Andrew Alderson

Andrew Alderson is a sport writer for the Herald on Sunday.

Swimming: Cut puts swim coach's job on the line

Mark Regan. Photo / Getty
Mark Regan. Photo / Getty

As Swimming New Zealand readies for a high performance funding cut after no Olympic medals in the last 16 years, one of the governing body's three top coaches could be axed as part of cost savings.

Mark Regan, Scott Talbot and Gary Hurring are listed as "high performance coaches" on the SNZ website. However, next month, the sport is expected to be relegated to 'contestable' or annual high performance funding rather than 'targeted' funding over the four-year Olympic cycle.

As a result, the coaching budget will face scrutiny, especially with SNZ's intention to appoint an additional "performance director", who would sit over the coaches.

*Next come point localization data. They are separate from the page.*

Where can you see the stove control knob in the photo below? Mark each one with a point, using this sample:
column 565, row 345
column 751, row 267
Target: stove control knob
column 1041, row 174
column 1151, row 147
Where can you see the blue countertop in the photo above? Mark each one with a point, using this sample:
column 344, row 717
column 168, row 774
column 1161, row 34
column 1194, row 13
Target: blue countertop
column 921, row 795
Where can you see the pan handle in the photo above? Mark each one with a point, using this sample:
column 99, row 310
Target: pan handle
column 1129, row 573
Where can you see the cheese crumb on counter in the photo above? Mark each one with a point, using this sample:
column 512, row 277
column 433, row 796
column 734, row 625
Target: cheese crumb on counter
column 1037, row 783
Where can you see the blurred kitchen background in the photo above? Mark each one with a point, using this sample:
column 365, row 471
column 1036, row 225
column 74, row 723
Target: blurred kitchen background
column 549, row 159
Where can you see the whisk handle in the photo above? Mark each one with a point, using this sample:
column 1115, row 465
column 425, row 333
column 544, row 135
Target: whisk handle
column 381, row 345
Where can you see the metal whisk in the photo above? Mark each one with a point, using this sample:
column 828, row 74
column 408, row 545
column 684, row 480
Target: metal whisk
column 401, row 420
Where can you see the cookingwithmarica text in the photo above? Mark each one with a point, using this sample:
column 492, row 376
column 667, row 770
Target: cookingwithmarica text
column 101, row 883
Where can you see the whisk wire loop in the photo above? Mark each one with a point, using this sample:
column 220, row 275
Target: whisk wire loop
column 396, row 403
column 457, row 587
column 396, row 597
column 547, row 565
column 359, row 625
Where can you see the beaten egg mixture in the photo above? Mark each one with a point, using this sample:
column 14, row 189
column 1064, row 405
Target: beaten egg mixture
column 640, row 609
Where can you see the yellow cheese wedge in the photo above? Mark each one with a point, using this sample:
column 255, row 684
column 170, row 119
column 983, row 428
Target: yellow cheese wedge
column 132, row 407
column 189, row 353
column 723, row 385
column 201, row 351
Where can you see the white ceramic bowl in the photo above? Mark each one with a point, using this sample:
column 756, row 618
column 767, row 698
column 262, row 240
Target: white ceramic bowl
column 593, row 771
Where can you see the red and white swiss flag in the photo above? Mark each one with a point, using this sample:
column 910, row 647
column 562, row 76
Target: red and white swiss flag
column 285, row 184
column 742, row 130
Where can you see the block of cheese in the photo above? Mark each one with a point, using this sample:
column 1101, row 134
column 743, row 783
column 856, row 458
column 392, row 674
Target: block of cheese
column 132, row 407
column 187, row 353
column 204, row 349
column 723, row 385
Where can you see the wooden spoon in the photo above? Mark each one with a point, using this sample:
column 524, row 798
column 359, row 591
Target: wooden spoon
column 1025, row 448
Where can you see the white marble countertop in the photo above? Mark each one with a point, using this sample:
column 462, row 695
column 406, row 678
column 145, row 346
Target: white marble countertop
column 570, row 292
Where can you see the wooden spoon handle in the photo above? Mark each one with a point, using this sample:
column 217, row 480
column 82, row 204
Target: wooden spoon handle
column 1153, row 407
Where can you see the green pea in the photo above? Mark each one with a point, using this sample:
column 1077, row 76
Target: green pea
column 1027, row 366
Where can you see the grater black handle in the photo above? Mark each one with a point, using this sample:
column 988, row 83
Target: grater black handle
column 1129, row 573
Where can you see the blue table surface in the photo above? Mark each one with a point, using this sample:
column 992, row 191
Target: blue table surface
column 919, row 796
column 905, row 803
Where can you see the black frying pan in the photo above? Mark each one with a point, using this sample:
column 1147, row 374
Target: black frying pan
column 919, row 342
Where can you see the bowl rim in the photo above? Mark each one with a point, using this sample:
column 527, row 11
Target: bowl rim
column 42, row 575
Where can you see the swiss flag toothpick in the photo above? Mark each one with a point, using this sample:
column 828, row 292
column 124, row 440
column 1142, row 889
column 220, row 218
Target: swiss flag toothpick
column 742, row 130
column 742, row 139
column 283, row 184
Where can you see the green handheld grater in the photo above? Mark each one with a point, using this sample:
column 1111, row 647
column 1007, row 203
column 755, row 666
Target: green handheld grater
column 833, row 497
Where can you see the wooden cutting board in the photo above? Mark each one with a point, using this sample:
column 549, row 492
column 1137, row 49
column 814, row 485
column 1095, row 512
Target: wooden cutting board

No appointment has been made as yet. The Herald on Sunday understands one Australian candidate got to a "check the references" point before pulling out.

SNZ is faced with a conundrum. It's believed a top quality appointment would demand a salary in excess of $200,000, money which would have to be taken from elsewhere in the SNZ coaching budget. The expectation of medals in the 2016 Rio de Janeiro Olympics makes that a tough sell.

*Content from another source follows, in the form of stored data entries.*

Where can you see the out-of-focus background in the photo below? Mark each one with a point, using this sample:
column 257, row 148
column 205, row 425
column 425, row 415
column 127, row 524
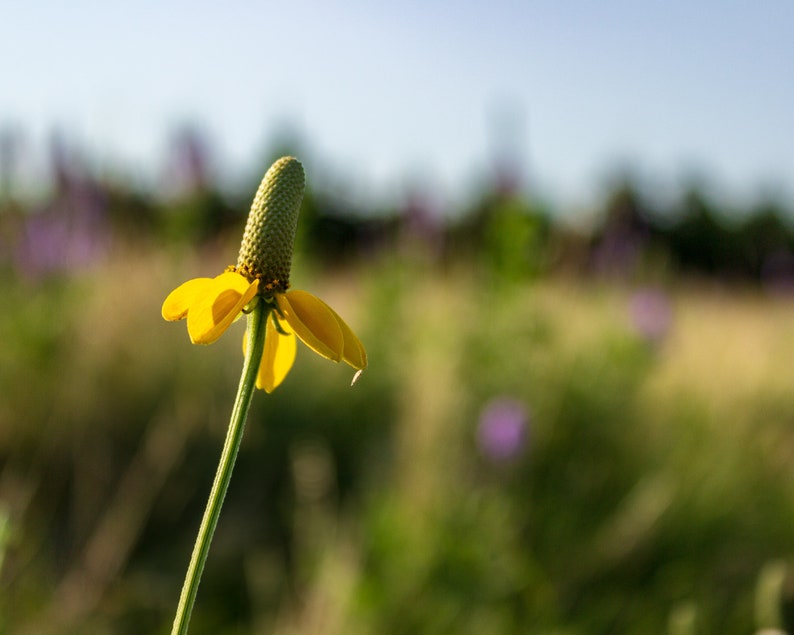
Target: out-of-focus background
column 565, row 235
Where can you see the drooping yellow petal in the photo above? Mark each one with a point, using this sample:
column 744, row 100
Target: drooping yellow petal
column 176, row 305
column 216, row 307
column 313, row 322
column 354, row 353
column 277, row 358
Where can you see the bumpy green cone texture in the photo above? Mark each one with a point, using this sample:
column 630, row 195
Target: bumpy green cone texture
column 266, row 251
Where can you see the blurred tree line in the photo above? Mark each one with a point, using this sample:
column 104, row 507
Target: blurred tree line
column 77, row 216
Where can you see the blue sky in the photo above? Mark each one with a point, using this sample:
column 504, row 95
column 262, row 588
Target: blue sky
column 386, row 93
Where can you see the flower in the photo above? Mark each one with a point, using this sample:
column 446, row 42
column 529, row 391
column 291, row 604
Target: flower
column 262, row 275
column 503, row 429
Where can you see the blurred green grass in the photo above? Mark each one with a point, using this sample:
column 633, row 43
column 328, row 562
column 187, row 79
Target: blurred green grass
column 653, row 488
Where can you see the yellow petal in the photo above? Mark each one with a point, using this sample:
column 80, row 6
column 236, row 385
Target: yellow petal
column 354, row 353
column 217, row 306
column 277, row 358
column 176, row 305
column 313, row 322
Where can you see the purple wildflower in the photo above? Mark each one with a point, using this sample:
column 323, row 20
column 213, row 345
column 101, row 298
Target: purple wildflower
column 502, row 433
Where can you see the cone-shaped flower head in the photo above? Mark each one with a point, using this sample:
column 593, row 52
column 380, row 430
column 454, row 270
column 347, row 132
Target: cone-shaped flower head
column 262, row 274
column 269, row 236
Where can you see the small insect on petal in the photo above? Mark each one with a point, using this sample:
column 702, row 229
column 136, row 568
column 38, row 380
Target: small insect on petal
column 313, row 322
column 218, row 306
column 277, row 358
column 176, row 305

Regan's contract runs until the end of the year but he has New Zealand's two leading swimmers in his stable - Lauren Boyle and Glenn Snyders.

Freestyler Boyle led the Olympic team with two final appearances, the only Kiwi to do so. She finished last in the 400m freestyle final and fourth in the 800m final, 2.4s off a medal. Breaststroker Snyders made the 100m and 200m semifinals.

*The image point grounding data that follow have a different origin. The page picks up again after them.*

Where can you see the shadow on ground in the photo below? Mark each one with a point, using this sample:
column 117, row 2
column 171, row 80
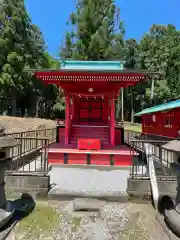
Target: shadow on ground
column 23, row 207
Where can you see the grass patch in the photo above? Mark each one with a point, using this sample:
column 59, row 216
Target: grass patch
column 136, row 127
column 42, row 220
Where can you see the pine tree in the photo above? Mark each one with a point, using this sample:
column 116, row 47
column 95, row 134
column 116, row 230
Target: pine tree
column 96, row 32
column 21, row 45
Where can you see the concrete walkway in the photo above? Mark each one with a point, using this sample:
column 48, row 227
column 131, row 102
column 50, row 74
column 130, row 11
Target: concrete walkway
column 86, row 182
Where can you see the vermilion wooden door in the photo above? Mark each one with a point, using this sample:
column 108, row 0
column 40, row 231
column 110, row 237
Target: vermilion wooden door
column 90, row 110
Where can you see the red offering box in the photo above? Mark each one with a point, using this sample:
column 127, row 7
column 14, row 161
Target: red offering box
column 89, row 144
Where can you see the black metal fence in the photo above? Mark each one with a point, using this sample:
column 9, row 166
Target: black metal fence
column 31, row 152
column 164, row 159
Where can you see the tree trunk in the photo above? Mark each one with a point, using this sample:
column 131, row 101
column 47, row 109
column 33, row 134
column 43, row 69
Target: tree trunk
column 122, row 105
column 14, row 104
column 37, row 107
column 118, row 108
column 132, row 106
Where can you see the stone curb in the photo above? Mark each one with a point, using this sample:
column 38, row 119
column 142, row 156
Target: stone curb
column 85, row 166
column 55, row 194
column 168, row 232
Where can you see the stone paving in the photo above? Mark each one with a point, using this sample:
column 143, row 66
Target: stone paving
column 88, row 182
column 113, row 221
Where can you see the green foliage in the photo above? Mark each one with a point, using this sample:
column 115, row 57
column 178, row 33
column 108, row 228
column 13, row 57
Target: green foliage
column 96, row 32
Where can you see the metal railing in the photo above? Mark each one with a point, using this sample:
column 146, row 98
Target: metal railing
column 31, row 158
column 31, row 152
column 129, row 135
column 164, row 159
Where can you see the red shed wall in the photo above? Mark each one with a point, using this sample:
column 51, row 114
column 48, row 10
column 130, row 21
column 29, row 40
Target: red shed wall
column 162, row 123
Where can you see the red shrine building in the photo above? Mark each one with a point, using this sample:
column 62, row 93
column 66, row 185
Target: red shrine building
column 91, row 89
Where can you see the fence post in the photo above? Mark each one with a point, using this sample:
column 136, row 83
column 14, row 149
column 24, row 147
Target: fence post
column 160, row 153
column 36, row 141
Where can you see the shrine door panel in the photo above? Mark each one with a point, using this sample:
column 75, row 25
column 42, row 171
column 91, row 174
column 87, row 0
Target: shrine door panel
column 90, row 110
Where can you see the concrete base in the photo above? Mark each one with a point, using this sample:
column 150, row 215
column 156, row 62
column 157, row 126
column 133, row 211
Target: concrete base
column 38, row 186
column 141, row 188
column 80, row 182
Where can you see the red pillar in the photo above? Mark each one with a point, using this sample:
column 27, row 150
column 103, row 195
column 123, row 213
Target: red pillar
column 112, row 122
column 73, row 108
column 67, row 122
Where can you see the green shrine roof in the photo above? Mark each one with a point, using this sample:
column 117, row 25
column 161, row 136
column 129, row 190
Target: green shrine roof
column 92, row 65
column 160, row 108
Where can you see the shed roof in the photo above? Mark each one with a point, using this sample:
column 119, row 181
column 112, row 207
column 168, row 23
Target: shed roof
column 160, row 108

There were few other thrills for the 16-strong team. They contested 20 events, with five personal best times achieved - two by Boyle, two by Snyders and one by the women's 4x200m freestyle relay.

Sparc, the predecessor to High Performance Sport New Zealand, had long claimed a medal and five finals would be SNZ's minimum required return to maintain the current funding - $6.6 million out of an overall high performance budget of $60 million in the last Olympic cycle.

In a further indictment on the national programme, Boyle spent most of the Olympic cycle in the United States, working towards a degree at the University of California, Berkeley. She was mentored by the American women's swim coach Teri McKeever. Boyle had been under the coaching of Australian Regan since May 2011 and continued to progress. She also made three of New Zealand's four finals at last year's world championships.

As the country's best swimmer, Boyle may consider her options elsewhere if Regan leaves but that might mean funding her future herself. Any plan she comes up with requires SNZ's stamp of approval if she is to continue to get government funding. It may be a Catch-22.

While Regan has produced the best results among local talent, home-grown coaches Hurring and Talbot have received considerable SNZ investment. They have been selected for the High Performance Sport New Zealand three-year coaching accelerator programme.

Hurring had the best result of the pair at the Games, coaching Gareth Kean to a semifinal of the 100m backstroke, where he finished last. Talbot is favourite to be appointed team manager at next month's short-course world championships in Istanbul.